L'ombre, les yeux fermés, lumière bleue lentement estompée, premier artifice qui s'élève, tombe, recommence ; le jour a fui, léger, avec lui le renon-cement, jusqu'à l'horizon grandi sur l'ombre qui le prend, le couche sur lui-même, l'oublie.
Les yeux fermés, encore, à demi, à l'à-pic d'une nuit qui vient, au surplomb d'un ciel noir, quand la danse décervelée des étoiles se fige brusquement, une à une tombée dans les mains, parce que l'imminence du silence le veut.
Au droit-fil de cette explosion noire, le corps morcelé se referme sur ses plis, rétracte ses blessures, déplie son crépuscule ; il finit incandescent ; il finit où la mort le soulèvera, dans cette invention de la chute et du glissement parce qu'il y a des voyages sans transport quand une main se referme sur l'autre.

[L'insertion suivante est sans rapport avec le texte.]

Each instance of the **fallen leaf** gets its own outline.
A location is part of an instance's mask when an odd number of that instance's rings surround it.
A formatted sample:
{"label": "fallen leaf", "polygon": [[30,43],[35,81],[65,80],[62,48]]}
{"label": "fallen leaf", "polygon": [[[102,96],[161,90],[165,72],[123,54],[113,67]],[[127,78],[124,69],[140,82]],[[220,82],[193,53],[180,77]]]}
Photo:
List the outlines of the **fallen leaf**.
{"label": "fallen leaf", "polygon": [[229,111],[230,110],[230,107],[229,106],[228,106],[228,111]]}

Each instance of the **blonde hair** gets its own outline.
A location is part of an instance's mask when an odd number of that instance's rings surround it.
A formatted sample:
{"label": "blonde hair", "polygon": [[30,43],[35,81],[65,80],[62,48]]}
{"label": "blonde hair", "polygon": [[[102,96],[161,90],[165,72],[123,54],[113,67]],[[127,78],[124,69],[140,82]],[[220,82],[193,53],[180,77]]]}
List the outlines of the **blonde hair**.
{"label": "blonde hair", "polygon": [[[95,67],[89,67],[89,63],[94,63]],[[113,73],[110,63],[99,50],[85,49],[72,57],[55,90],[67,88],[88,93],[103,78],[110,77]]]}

De défaite en faillite, l'ombre a changé de sens, du bleu au blanc, elle monte, lâche, succombe à l'approche de la fenêtre ouverte, devient discontinue, s'interrompt brutalement, elle sera intime, deviendra perspective et profondeur, sera plan, poids, point, profil, ébauche d'autres ombres qui la portent et dont elle se nourrit.
Dans cet instant, le silence vient en pleurant, où les voix ramassées implosent, effondrement des traces, tous les faux pas dans une seule larme, ces sauts de signe en signe qui n'aboutissent pas, même la main ne dit plus, mise en réserve ou en échec, qui coupe en deux le jour et l'ombre qui la suit, l'entoure, devenue indigo à la naissance des pleurs.
Où l'horizon disparaît, il laisse un vide effilé, suspension réservée de l'instant, réceptacle du silence qui monte et sur ce fil tendu le soleil n'éclabousse plus. Où les filets du ciel lui laissent sa place, il tend entre les ombres d'autres filets qui pourvoiront à son retour et sur ce champ fini, l'œil a fini de voir et la main de toucher.
Tout attend. Rien ne bouge. Les fêtes étoilées sont closes dans un ciel purement gris et la main qui vient de retomber n'a pas tout donné - comme il le faudrait - n'a pas tout montré des blessures de sa vie mouvante - pour laisser trace - n'a pas tout expliqué des effeuillements qu'elle fit, par amour et pour l'amour, pour d'autres rencontres, pour la seule espérance, devenue, là, interdite, tombante, retombée.
Et sur la terre rétractée sur ses plis, cassée contre ses frontières, à la réception du ciel, toujours dans l'entre-deux d'elle-même, inquiète, voix élevée quand la colère approche, mais une voix plus qu'un cri, voilà qu'elle finit d'alerter ; et sur la terre, dans les palais désertés où déambulent les soldats et les ombres, le silence est venu avec ses cortèges vides et douloureux, ordonnés et mis en garde sur les plaies refermées de cette voix qui voulait.
La mémoire est intermédiaire, mal interprétée et la voix qui vient de se taire l'emplit encore, stagnante de bas en haut de ses strates. Elle est l'eau morte d'un bassin oublié, comme s'oublie la mémoire, d'un pli à l'autre, devenue la frontière en soi infranchissable entre le dedans et le dehors, parce que tous les arguments sont vains, parce que la place était comptée pour cette voix qui s'est tue.
A l'approche du feu, il n'y a que le silence, plus étendu que l'eau, plus dense que le sable, pour réserver - parce que les hôtes sont partis, les gardes repus et fatigués et la nuit emplie d'un souffle neuf - sa part de feu en soi qu'aucun autre plaisir ne pouvait remplacer. Le jour a fui, enfin, léger, et avec lui le renoncement.